# Smurf Explosion



## Plumbersteve (Jan 25, 2011)

I'd like to start a buzz marketing campaign against the use of blue puck cleaners. It's called "save a Smurf"


----------



## Gargalaxy (Aug 14, 2013)

I hate that blue thing, actually when you need to replace a fill valve...but in that toilet make a beautiful camouflage color.


----------



## Nathan901 (Feb 11, 2012)

Whenever I work on toilets I have a little 2 gallon shop vac I bring in with me to suck the tank dry.
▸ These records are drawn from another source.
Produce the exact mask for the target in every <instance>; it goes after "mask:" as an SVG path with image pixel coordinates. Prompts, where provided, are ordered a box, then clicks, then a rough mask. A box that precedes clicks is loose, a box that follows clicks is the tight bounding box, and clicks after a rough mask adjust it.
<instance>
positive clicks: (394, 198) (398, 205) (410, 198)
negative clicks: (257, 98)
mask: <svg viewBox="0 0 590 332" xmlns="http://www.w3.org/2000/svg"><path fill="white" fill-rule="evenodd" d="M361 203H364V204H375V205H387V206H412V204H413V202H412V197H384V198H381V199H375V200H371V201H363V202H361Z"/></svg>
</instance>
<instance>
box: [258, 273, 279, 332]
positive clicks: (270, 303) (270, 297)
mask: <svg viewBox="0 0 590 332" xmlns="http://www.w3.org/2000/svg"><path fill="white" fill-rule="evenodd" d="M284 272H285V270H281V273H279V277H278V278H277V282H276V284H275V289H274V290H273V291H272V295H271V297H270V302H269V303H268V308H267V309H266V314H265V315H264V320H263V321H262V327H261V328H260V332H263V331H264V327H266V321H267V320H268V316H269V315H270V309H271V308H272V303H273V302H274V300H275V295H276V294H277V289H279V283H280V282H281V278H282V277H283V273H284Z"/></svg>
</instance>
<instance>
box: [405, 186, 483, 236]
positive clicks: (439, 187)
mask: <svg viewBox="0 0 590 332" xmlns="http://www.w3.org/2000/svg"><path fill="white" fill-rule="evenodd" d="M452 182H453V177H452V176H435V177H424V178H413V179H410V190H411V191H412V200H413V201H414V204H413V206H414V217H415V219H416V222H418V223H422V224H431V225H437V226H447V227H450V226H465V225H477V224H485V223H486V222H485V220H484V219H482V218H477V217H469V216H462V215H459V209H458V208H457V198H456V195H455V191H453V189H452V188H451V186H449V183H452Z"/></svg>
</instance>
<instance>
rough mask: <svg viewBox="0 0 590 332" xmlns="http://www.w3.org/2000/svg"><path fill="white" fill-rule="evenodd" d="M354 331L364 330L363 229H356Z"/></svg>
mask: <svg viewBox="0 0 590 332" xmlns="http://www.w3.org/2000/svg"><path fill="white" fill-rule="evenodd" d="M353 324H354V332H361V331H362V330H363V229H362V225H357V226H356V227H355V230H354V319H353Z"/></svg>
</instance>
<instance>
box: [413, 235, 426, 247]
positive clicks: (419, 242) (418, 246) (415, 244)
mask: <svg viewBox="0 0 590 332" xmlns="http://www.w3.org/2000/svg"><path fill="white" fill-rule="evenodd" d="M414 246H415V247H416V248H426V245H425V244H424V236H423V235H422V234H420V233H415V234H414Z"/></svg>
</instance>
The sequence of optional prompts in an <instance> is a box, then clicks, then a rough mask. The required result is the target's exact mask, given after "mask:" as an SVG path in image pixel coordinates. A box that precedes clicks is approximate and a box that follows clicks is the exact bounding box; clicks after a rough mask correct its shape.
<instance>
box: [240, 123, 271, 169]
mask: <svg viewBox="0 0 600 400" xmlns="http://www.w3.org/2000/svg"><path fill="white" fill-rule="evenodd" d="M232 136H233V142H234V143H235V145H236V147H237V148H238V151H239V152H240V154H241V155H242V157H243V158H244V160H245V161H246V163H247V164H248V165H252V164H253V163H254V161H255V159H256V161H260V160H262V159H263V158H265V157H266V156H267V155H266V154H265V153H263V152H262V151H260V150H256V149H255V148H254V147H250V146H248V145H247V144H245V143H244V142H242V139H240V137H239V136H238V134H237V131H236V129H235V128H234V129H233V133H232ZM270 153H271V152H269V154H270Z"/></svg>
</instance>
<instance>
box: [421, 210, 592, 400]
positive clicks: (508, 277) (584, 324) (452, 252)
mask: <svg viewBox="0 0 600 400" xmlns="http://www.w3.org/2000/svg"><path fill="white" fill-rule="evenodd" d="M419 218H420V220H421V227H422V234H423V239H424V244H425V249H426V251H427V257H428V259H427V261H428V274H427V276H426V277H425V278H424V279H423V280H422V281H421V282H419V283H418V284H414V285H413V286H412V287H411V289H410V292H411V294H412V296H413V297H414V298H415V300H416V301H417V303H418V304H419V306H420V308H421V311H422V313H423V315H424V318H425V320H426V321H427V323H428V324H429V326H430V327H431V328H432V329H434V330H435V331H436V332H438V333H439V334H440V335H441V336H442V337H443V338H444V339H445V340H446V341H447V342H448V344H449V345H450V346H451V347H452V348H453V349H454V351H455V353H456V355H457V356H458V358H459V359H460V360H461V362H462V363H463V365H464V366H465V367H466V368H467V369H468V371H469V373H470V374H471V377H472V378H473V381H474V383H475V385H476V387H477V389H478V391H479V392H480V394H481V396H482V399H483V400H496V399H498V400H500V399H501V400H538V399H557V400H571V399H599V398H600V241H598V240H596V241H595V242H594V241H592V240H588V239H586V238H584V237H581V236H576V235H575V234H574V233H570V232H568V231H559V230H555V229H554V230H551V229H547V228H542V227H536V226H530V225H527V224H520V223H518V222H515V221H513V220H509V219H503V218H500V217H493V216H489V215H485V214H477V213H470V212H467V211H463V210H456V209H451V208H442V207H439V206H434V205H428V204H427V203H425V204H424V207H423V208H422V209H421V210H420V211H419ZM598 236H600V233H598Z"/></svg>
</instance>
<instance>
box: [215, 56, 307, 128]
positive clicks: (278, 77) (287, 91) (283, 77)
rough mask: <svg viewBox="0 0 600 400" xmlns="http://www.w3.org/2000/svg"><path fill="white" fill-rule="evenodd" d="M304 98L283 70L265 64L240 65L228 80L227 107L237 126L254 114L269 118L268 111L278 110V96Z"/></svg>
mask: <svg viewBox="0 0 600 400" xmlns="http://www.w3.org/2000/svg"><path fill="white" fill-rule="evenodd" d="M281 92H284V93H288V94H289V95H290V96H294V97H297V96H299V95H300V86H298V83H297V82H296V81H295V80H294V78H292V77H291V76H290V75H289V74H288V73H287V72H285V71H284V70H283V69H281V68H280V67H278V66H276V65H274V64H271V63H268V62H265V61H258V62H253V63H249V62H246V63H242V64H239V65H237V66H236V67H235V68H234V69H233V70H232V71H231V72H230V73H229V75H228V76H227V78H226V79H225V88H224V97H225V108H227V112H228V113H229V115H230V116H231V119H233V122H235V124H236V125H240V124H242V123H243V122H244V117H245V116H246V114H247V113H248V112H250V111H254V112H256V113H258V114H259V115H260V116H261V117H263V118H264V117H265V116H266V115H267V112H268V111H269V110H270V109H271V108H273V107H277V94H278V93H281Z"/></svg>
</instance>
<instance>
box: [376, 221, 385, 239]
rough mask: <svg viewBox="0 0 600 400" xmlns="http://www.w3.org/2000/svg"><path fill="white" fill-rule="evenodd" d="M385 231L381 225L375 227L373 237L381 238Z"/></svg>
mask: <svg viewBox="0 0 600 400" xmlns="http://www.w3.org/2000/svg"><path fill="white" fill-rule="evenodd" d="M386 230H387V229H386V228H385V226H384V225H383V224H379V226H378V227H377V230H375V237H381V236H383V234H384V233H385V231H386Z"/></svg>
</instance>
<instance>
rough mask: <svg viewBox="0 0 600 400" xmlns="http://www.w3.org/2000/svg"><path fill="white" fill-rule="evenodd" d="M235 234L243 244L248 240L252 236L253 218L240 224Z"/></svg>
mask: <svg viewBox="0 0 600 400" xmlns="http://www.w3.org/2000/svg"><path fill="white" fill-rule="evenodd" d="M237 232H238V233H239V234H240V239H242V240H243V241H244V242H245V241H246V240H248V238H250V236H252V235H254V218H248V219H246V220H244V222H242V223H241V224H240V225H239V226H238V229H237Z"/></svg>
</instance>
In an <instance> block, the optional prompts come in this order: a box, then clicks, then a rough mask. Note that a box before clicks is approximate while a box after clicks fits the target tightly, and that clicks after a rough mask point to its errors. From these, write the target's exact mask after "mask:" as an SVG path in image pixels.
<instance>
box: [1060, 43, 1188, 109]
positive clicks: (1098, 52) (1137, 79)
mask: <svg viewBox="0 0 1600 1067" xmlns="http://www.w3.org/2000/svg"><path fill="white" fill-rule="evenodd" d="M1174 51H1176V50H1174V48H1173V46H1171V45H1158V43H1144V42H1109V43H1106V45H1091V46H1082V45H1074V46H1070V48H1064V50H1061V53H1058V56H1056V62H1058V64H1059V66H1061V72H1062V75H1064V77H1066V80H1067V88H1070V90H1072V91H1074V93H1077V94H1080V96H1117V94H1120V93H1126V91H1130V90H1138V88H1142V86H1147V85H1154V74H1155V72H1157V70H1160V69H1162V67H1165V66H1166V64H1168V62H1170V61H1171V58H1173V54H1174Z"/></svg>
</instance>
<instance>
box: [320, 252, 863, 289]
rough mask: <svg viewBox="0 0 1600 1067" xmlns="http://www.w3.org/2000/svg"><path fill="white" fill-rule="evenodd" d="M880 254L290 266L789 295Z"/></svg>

I like how clean it makes my dirty old shop vac smell after I suck up the puck. It's exhaust is almost like an air freshener :yes:

Not to mention I end up fully rebuilding the toilet.


----------



## dhal22 (Jul 30, 2010)

Nathan901 said:


> Whenever I work on toilets I have a little 2 gallon shop vac I bring in with me to suck the tank dry.
> 
> 
> I like how clean it makes my dirty old shop vac smell after I suck up the puck. It's exhaust is almost like an air freshener :yes:
> ...


Could not possibly say it better than this. My 2 gal Ridgid shop vac is a mandatory tool.

David


----------



## Shoot'N'Plumber (Apr 27, 2013)

I use the ridgid 5 gal shopvac, but point is it does make for a nice dry repair!


----------



## Plumbersteve (Jan 25, 2011)

Tank water was clean and clear. The puck was gone. Didn't really have much blue to worry about...other than the obvious


----------



## Protech (Sep 22, 2008)

Papa surf obviously shook it more than twice! lol


----------



## Optimus Primer (May 20, 2009)

Nathan901 said:


> Whenever I work on toilets I have a little 2 gallon shop vac I bring in with me to suck the tank dry.
> 
> 
> I like how clean it makes my dirty old shop vac smell after I suck up the puck. It's exhaust is almost like an air freshener :yes:
> ...


We had a service plumber do that a few years ago. Something happened and the vac was blowing out as it was sucking in. Not a pretty sight.


----------